Rzeczywiście wnioskom profesorskim nie poświęciłem specjalnej uwagi, gdyż było
ich niewiele.
Proceder wykorzystania prawa przez niektórych Polaków
dla celów sprzecznych z nauką w pełnym tego słowa znaczeniu i z jakością jej
kadr akademickich objął osoby ze stopniem doktora, które zorientowały się, że na Słowacji można uzyskać tytuł docenta jako
odpowiednik polskiego stopnia doktora habilitowanego na podstawie jedynie
wypełnionej tabelki z danymi liczbowymi o pracach głównie metodycznych, z
dydaktyki przedmiotowej, liczbie wypromowanych magistrów, indeksie cytowań krajowych i zagranicznych, itp. W książce
znajdują się szczegółowe dane na ten temat. Podkreślam jednak, że wśród części osób byli znakomici uczeni, szczególnie w naukach ścisłych, którzy od lat współpracowali ze słowackimi akademikami i mają znakomite osiągnięcia.

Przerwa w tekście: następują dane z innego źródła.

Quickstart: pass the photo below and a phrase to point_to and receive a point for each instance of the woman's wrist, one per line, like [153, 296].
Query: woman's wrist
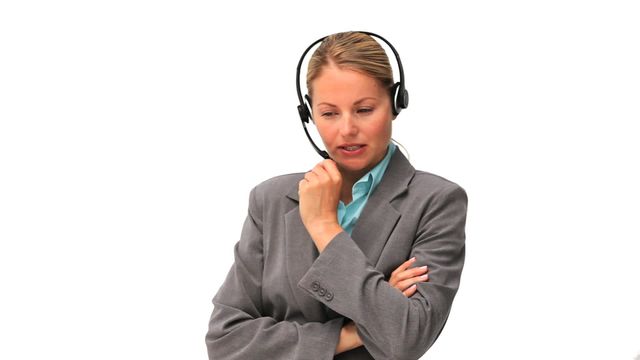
[349, 338]
[323, 234]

Zawarta umowa międzypaństwowa była przygotowana pod
działalność częściowo przestępczą. Jak zwykle wykorzystano fakt, że niektórzy
autentyczni naukowcy z naszego kraju współpracowali z akademikami uczelni
słowackich w swoich dyscyplinach naukowych, odbywali tam staże naukowo-badawcze,
a zatem nie mógł prezes PAN prof. Michał Kleiber mieć wiedzy na temat tego, w
jakim kierunku rozwinie się ów proceder. Podpisał w imieniu polskiego rządu
porozumienie między RP a Republiką Słowacji dzięki czemu niektórzy zwierzyli w
tym świetny interes.
Było to o tyle zdumiewające, że zarówno Polska jak i Słowacja zostały państwami członkowskimi Unii Europejskiej. To zaś spowodowało, że znaleźliśmy się we wspólnym dla tych państw obszarze akademickiego kształcenia studentów i kadr naukowych, których stopnie zawodowe i tytuły naukowe automatycznie stawały się równoważnymi.